Should we abandon AES Encryption?
Which Encryption has been subverted?
One of the most upsetting things about the recent revelations about the NSA’s shenanigans is that it has apparently devoted US$250M to suborning international standards. Over the last few weeks, just about everyone in the standards and crypto business has been looking over the crypto with an eye towards seeing what the NSA might have subverted.
Dual Ecliptic Curve… (NSA tried to run rings around you)
The DUAL_EC_DRBG discussion has been comic. The major discussion has been whether this was evil or merely stupid… Matt Green has an excellent blog post on its multi-dimensional stupidity. Was the NSA so stupid they think we wouldn’t notice the flaws (we did notice nearly immediately)? Was the NSA so stupid that this is the best they can do? The issue of the Suite B curves is more interesting. Cryptographers Dan Bernstein and Tanja Lange have been arguing that the Suite B curves are weak since before we ever heard of Ed Snowden. I’ve been public and pointed; I’ve always thought that the DUAL_EC_DRBG random number generator is patently stupid. But I’ve always believed that the Suite B curves were designed secure. All crypto has a lifespan of utility. Even if there are issues with the Suite B curves, I think they were designed well at the time.
“Not the NSA” – SilentCircle abandons AES
- We are going to replace our use of the AES cipher with the Twofish cipher, as it is a drop-in replacement.

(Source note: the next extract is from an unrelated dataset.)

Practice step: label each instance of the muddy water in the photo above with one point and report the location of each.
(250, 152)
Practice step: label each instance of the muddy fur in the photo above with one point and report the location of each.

- We are going to replace our use of the SHA–2 hash functions with the Skein hash function.
AES is for legacy use only.
- The old cipher suites will remain in our systems. We’re not going to get rid of them, but the new ones will be the default in our services.
Who else has abandoned AES?
Schneier wrote an article in 2000, warning that AES was almost a broken cipher, just as it was selected as the “winner”. If a broken ciper = 1 and a safety margin of 2 is generally acceptable, the AES 128 result was = 1.11.
1.11 is almost a broken cipher
And well below the minimum safety factor of 2. In 2000, AES didn’t make sense… but today, we understand the NSA. They were promoting broken ciphers – so that their offensive capabilities were strong. You can’t mix offensive and defensive, as offensive will always win out. If the NSA could break these ciphers, so could state intelligence in other countries, like Russia and China. And that’s before we get to Criminal activity. So yes, I agree with Sir Tim Berners Lee – the breaching of encryption security by the NSA is pretty stupid. Schneier also tried to calculate the extra rounds needed to make AES safe – and he found it couldn’t be made safe, without becoming too slow to use. AES should never have been a finalist… unless the motive of the NSA – was to weaken Global security. THEN AES makes perfect sense.
So, what to do?
- Well, Schneier developed Twofish… it has a good safety factor of 2.56.
- There’s also Serpent, with a safety factor of 3.56 – it’s slow on software but fast on hardware.
Twofish looks the best replacement NON NSA cipher – and swapping might give society some sense of security.
Now we just have to convince enough open source applications, to offer Twofish. It’s available in Truecrypt, but not in OpenVPN… yet. But with public pressure to drop AES mounting, it would make good commercial sense to offer Twofish and Skein rather than NSA crypto bundles.
The next phase, would be to automatically disqualify any AES candidate that fails to meet the generally agreed safety factor of 2.
All war is based on deception. Alas, the first thing that happens when society is betrayed, is they turn on the betrayer. We already know the ending to this story. It’s game over.